Senate OKs ban of ‘robocop’ camera ticketing
DENVER — The Colorado House passed a flurry of measures over the past couple of days before taking off Good Friday today, including bills to reform how recall elections are performed and a bill to ban the use of cameras to give tickets to motorists who run red lights.
The House started Thursday when it approved a controversial measure to alter the way the state deals with recall elections.
The measure, SB158, redefines what Election Day means, changing it from a single day to the entire time ballots can be cast, which can be several weeks.
Republicans argued that the measure attempts to alter the Colorado Constitution, but Democrats said the Legislature has the right to define undefined terms to clarify what the Constitution means.
Both expect the measure, which passed on a party-line 37-28 vote, to be decided in the courts. It heads to the Senate for a final vote.
Later in the day, the Senate gave preliminary approval to a bill to ban communities from using cameras to nab motorists who run red lights.
Proponents argued that the use is being abused by some cities as a way to generate revenue, but opponents said they do have a law-enforcement value.
Sen.
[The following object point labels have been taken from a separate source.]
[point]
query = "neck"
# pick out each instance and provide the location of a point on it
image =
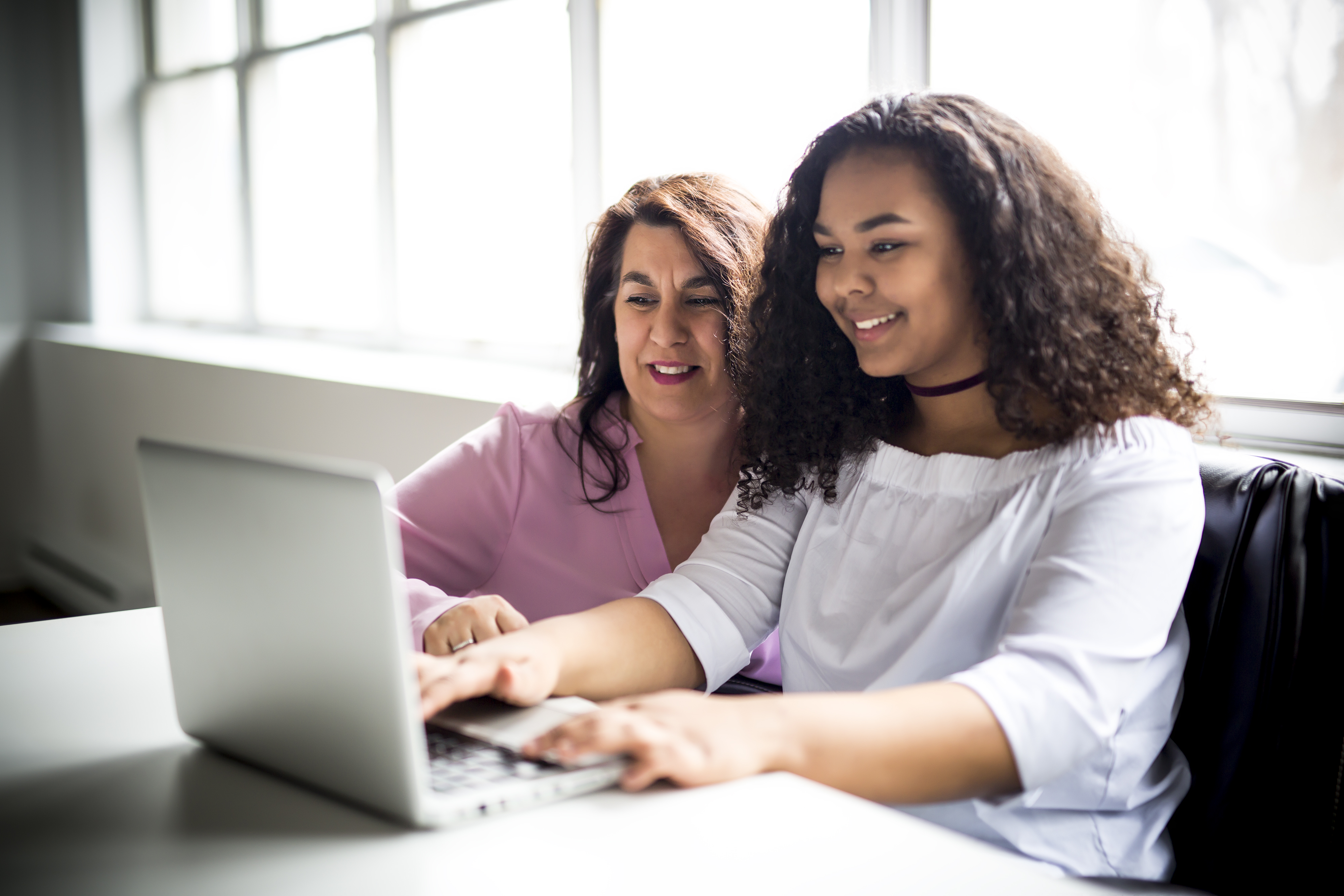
(704, 448)
(959, 424)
Steve King, R-Grand Junction, said he hoped the bill would be amended to allow their use, but in conjunction with law enforcement personnel actually handing out tickets, rather than a “robocop” camera doing so by mail weeks later.
He didn’t get what he wanted.
In other action, the House approved two measures Wednesday introduced by Rep. Ray Scott, R-Grand Junction.
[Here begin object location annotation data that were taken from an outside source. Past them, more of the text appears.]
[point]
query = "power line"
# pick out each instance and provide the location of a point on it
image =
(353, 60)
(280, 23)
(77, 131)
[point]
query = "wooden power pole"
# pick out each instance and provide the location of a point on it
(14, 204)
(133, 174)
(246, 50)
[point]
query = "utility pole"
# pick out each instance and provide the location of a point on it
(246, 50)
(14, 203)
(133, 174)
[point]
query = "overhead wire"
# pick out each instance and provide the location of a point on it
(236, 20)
One, HB1326, would offer a tax credit to businesses that invest in commercial trucks and heavy equipment that use clean-burning diesel, natural gas or propane.
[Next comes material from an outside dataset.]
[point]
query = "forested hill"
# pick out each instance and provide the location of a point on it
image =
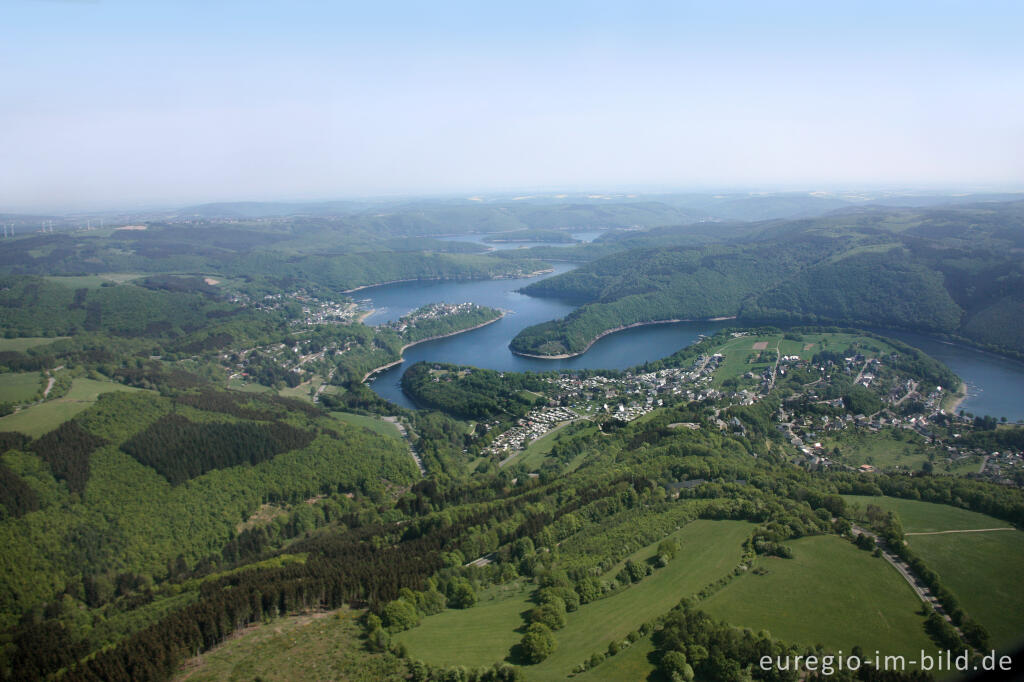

“Clean-burning fuel, natural gas and propane are effective, efficient and incredibly clean fossil fuels that are growing in use across the country,” Scott said. “It’s great to see the House pass this bipartisan effort, which will encourage Coloradans to invest in this new technology.”
The other measure, HB1202, calls for a study on the impact state mandates have on school districts, one that Scott said he hopes will lead to fewer requirements placed on what the representative calls already overburdened schools.
Both measures head to the Senate for more debate.